Purpose: Studies have demonstrated that the generation of immunity to tumor antigens is associated with improved prognosis for many cancers. A candidate antigen is the folate receptor alpha (FRalpha), which is overexpressed in breast and ovarian cancers. Our goal in this study was to attain a better understanding of the extent of endogenous FRalpha immunity.
Methods: Using a CD4+ T cell epitope prediction algorithm, we predicted promiscuous epitopes of FRalpha, and tested for immunity in 30 breast (n = 17) or ovarian (n = 13) cancer patients and 18 healthy donors using enzyme-linked immunospot analysis.

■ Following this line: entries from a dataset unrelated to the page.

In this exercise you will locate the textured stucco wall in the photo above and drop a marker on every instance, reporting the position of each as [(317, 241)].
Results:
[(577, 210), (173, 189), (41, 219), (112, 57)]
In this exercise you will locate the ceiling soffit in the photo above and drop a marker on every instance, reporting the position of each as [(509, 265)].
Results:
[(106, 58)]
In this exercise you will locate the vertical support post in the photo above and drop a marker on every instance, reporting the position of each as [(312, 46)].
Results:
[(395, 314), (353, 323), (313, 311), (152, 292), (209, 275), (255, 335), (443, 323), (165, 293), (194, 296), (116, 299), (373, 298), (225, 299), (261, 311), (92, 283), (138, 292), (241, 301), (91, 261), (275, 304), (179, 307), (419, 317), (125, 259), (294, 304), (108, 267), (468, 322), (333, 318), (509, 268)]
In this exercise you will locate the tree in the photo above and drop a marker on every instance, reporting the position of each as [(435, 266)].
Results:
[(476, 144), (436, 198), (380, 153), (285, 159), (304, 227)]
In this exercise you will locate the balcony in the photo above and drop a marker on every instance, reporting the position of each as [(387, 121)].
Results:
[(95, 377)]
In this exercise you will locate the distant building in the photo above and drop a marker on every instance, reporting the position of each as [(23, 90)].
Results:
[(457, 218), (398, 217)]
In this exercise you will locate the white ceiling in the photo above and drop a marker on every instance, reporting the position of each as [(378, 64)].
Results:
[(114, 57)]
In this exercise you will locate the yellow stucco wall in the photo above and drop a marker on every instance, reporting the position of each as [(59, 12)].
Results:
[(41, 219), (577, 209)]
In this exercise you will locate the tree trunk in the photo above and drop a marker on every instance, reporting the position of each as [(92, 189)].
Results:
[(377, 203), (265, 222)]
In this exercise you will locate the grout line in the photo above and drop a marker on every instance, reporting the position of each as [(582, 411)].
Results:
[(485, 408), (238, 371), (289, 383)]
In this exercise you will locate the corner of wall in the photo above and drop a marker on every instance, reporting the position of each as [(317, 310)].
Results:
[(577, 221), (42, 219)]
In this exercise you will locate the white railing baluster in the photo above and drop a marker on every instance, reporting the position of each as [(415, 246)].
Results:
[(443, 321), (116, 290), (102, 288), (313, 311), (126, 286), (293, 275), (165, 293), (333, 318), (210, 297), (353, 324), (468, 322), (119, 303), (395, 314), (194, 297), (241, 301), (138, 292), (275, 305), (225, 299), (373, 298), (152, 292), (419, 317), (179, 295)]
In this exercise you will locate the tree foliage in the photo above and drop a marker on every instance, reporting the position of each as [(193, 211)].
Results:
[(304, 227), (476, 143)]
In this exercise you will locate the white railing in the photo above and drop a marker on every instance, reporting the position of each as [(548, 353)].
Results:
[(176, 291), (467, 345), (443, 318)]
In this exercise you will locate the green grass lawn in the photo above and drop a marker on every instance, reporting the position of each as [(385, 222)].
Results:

Results: Fourteen peptides were predicted, seven each from the carboxy- and amino-terminus halves of the protein. More than 70% of patients demonstrated immunity to at least one FRalpha peptide. Patients responded to an average of 3 +/- 0.5 peptides, whereas healthy donors responded to 1 +/- 0.4 peptides (P = .004). Five peptides were recognized by more than 25% of patients. Responses to three peptides were higher (P < .05) in patients than in healthy donors, suggesting augmented immunity. Compared with healthy individuals, patients developed higher immunity to the amino-terminus half of the receptor (P = .03). There was no difference between each group in the responses to nonspecific (P = .2) and viral stimuli (P = .5). Lastly, patients demonstrated elevated levels of FRalpha antibodies consistent with a coordinated immune response.
Conclusion: These findings demonstrate that the FRalpha is a target of the immune system in breast and ovarian cancer patients. Understanding which antigens are targeted by the immune system may be important for prognosis or immune-based therapies.